La caminata japonesa ha cobrado protagonismo en los últimos meses como una rutina de ejercicio que promete mejorar la salud con solo 30 minutos diarios de actividad. Este método, desarrollado por los profesores Hiroshi Nose y Shizue Masuki en la Universidad Shinshu de Japón, combina tramos de marcha rápida y lenta en intervalos de tres minutos, lo que facilita su práctica incluso a aquellos con poco tiempo para dedicar al ejercicio convencional.
Un método accesible y fácil de seguir
La técnica consiste en alternar ritmos: tres minutos de caminata intensa, donde se puede hablar pero no mantener una conversación prolongada, seguidos de otros tres a un ritmo más suave. Esta modalidad, similar al entrenamiento por intervalos, es menos exigente que el método HIIT, pero mantiene el objetivo de activar el cuerpo sin requerir un alto nivel de condición física. Solo se necesita tiempo, motivación y un reloj para seguir el ritmo.
El enfoque de esta caminata ha demostrado ser efectivo, según un estudio japonés realizado en 2007, que comparó esta rutina con una caminata continua a un ritmo moderado que tenía como objetivo alcanzar los 8 000 pasos diarios. Los resultados fueron concluyentes: quienes realizaron la caminata japonesa no solo lograron una mayor reducción de peso corporal, sino que también disminuyeron su presión arterial y mejoraron su fuerza muscular y forma física general.
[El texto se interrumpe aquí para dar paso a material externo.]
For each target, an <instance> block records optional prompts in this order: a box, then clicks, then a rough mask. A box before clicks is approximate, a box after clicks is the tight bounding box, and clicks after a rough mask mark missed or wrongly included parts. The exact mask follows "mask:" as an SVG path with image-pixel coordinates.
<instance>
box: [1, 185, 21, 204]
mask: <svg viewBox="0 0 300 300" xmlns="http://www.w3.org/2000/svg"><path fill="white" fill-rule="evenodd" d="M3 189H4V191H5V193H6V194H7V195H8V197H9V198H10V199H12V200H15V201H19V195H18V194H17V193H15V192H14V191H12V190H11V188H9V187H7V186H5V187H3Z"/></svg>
Beneficios y limitaciones del método
La práctica habitual de la caminata japonesa parece contribuir a mantener las capacidades físicas con la edad, lo que podría relacionarse con una mayor calidad de vida. Sin embargo, es importante mencionar que, aunque esta rutina es accesible, no todos los participantes logran mantenerla. En el estudio mencionado, un 22 % de los participantes abandonó el programa antes de finalizar, comparado con un 17 % en el grupo que caminaba a intensidad constante. Esto sugiere que la caminata japonesa no es necesariamente más fácil que alcanzar los clásicos 10 000 pasos diarios.
A pesar de estas cifras, los expertos coinciden en que la clave del éxito no radica en el tipo de ejercicio, sino en la constancia y la intensidad. Si se convierte en un hábito, la caminata japonesa puede ser una herramienta eficaz para cuidar la salud sin complicaciones, permitiendo a las personas mantener un estilo de vida activo y saludable.